Wang N, Eckert KA, Zomorrodi AR, Xin P, Pan W, Shearer DA, Weisz J, Maranus CD, Clawson GA - PLoS ONE (2012)

Bottom Line: Reduction of HtrA1 levels resulted in the epithelial-to-mesenchymal transition with acquisition of mesenchymal phenotypic characteristics, including increased growth rate, migration, and invasion, as well as expression of mesenchymal biomarkers.Moreover, reduction of HtrA1 expression resulted in activation of the ATM and DNA damage response, whereas overexpression of HtrA1 prevented this activation.Collectively, these results suggest that HtrA1 may function as a tumor suppressor by controlling the epithelial-to-mesenchymal transition, and may function in chemotherapeutic responsiveness by mediating DNA damage response pathways.
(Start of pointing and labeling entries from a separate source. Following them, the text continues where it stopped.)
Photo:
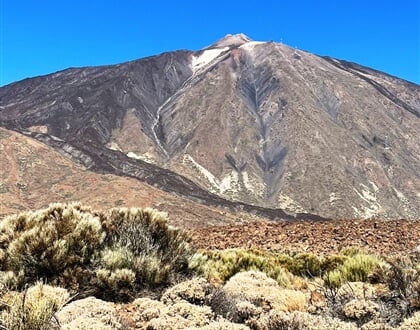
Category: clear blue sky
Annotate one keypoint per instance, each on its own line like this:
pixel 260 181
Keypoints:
pixel 44 36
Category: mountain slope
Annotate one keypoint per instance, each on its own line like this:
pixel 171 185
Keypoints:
pixel 256 123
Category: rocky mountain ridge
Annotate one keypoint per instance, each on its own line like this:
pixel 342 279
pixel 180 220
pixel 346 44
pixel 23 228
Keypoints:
pixel 254 126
View Article: PubMed Central - PubMed

Affiliation: Gittlen Cancer Research Institute & Department of Pathology, College of Medicine, Pennsylvania State University, Hershey, Pennsylvania, United States of America.

ABSTRACT
Expression of the serine protease HtrA1 is decreased or abrogated in a variety of human primary cancers, and higher levels of HtrA1 expression are directly related to better response to chemotherapeutics. However, the precise mechanisms leading to HtrA1 down regulation during malignant transformation are unclear. To investigate HtrA1 gene regulation in breast cancer, we characterized expression in primary breast tissues and seven human breast epithelial cell lines, including two non-tumorigenic cell lines. In human breast tissues, HtrA1 expression was prominent in normal ductal glands. In DCIS and in invasive cancers, HtrA1 expression was greatly reduced or lost entirely. HtrA1 staining was also reduced in all of the human breast cancer cell lines, compared with the normal tissue and non-tumorigenic cell line controls. Loss of HtrA1 gene expression was attributable primarily to epigenetic silencing mechanisms, with different mechanisms operative in the various cell lines. To mechanistically examine the functional consequences of HtrA1 loss, we stably reduced and/or overexpressed HtrA1 in the non-tumorigenic MCF10A cell line. Reduction of HtrA1 levels resulted in the epithelial-to-mesenchymal transition with acquisition of mesenchymal phenotypic characteristics, including increased growth rate, migration, and invasion, as well as expression of mesenchymal biomarkers. A concomitant decrease in expression of epithelial biomarkers and all microRNA 200 family members was also observed. Moreover, reduction of HtrA1 expression resulted in activation of the ATM and DNA damage response, whereas overexpression of HtrA1 prevented this activation. Collectively, these results suggest that HtrA1 may function as a tumor suppressor by controlling the epithelial-to-mesenchymal transition, and may function in chemotherapeutic responsiveness by mediating DNA damage response pathways.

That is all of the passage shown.